Несколько дней спустя Мегер торжественно внес в кают-компанию какое-то странное "сооружение". Груда толстых, сыроватых блинов, прослоенная сгущенным молоком и сливочным маслом и осыпанная сахарным песком, должна была изображать собою прославленное пирожное.
Увы! "Наполеон" успеха не имел. Но это не огорчило нашего кока и не убило в нем проснувшейся инициативы: если уж он за что-нибудь брался, то остановить его было невозможно.
- Что ты знаешь? - сердито говорил он боцману, нажимая на шипящие буквы. - Ты, наверное, никогда и не ел настоящего пирожного. Приезжай к нам в Одессу, я тебе покажу, какие бывают "наполеоны"...
Неунывающий кок был непреклонен в своей решимости, и с тех пор каждая мало-мальски значительная дата ознаменовывалась приготовлением груды слоеного теста. Справедливость требует отметить, однако, что с каждым разом оно все более становилось похожим на настоящее пирожное.
Кроме, того, Павел Мегер внес в наше меню и более существенные изменения. Он научился печь булки к чаю, пирожки, приготовлять из сухарей, изюма и сахара квас и даже... жарить селедку.
Жареная селедка считалась у нас особенным деликатесом. Попробуйте прожить год, питаясь одними консервами, и вы поймете, как мы стосковались по продуктам, лишенным специфического консервного привкуса.
У нас было несколько бочек сельдей. Но есть селедку в соленом виде в течение года подряд тоже не особенно приятно. И Мегер совершил смелый эксперимент. Он долго и упорно вымачивал сельдь в сменных водах, стараясь вернуть ей утраченные вкусовые качества свежей рыбы. Вымочив селедку, кок чистил и жарил ее на сковороде.
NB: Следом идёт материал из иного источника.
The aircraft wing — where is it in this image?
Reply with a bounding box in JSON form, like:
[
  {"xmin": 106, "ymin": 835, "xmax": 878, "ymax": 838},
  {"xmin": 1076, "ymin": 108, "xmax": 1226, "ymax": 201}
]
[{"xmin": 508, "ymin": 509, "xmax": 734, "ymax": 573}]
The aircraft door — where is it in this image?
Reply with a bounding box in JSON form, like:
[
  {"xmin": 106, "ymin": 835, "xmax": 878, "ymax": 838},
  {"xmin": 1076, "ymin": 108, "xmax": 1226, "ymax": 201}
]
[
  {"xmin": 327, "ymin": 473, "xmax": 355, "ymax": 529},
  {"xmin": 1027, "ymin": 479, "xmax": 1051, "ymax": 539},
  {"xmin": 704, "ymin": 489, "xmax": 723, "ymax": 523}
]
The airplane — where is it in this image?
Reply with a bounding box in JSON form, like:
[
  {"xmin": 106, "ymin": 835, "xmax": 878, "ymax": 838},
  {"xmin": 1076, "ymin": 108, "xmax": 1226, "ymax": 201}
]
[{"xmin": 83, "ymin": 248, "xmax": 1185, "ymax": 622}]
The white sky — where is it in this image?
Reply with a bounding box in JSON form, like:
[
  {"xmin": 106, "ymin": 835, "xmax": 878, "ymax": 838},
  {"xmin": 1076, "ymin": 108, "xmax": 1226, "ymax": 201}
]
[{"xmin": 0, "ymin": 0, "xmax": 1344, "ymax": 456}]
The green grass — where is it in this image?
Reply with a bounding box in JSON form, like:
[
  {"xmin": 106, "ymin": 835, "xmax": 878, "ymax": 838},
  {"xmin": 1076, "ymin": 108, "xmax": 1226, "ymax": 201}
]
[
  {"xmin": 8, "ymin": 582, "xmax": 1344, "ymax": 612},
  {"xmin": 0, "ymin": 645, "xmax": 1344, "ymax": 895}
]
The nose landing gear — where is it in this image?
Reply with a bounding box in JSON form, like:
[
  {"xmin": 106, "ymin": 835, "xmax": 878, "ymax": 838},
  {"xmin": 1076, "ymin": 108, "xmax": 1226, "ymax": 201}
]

Жареная селедка имела огромный успех у всех, и за неё Мегеру прощали даже грехи "наполеона". Но коронным номером кулинарной программы нашего кока был, без сомнения, гороховый суп. Это блюдо пользовалось неизменным успехом у экипажа. И всякий раз, принимая комплименты, повар считал своим долгом рассказать его историю:
- Это же, ребятки, наш фамильный рецепт. Мой покойный папаша пятьдесят два года кормил гороховым супом наших черноморских морячков. Знаменитый был кок. Да... А однажды плавал он на "Чичерине". И вот едет на этом корабле пассажиром Кемаль-паша. Был такой государственный деятель в Турции. Ну, папаша, конечно, наливает ему тарелку супа. С сухариками, с гренками - все честь-честью. Откушал президент этого супа, удивился: высший класс! Такой еды в парижском ресторане не получишь... Вызывает он повара, благодарит и вынимает из кармана 30 лир: вот тебе, говорит, за твое поэтическое искусство. Ей-богу, не вру!..
В кают-компании раздавался гомерический хохот, а кок с невозмутимой гордостью поворачивался и медленно возвращался в камбуз.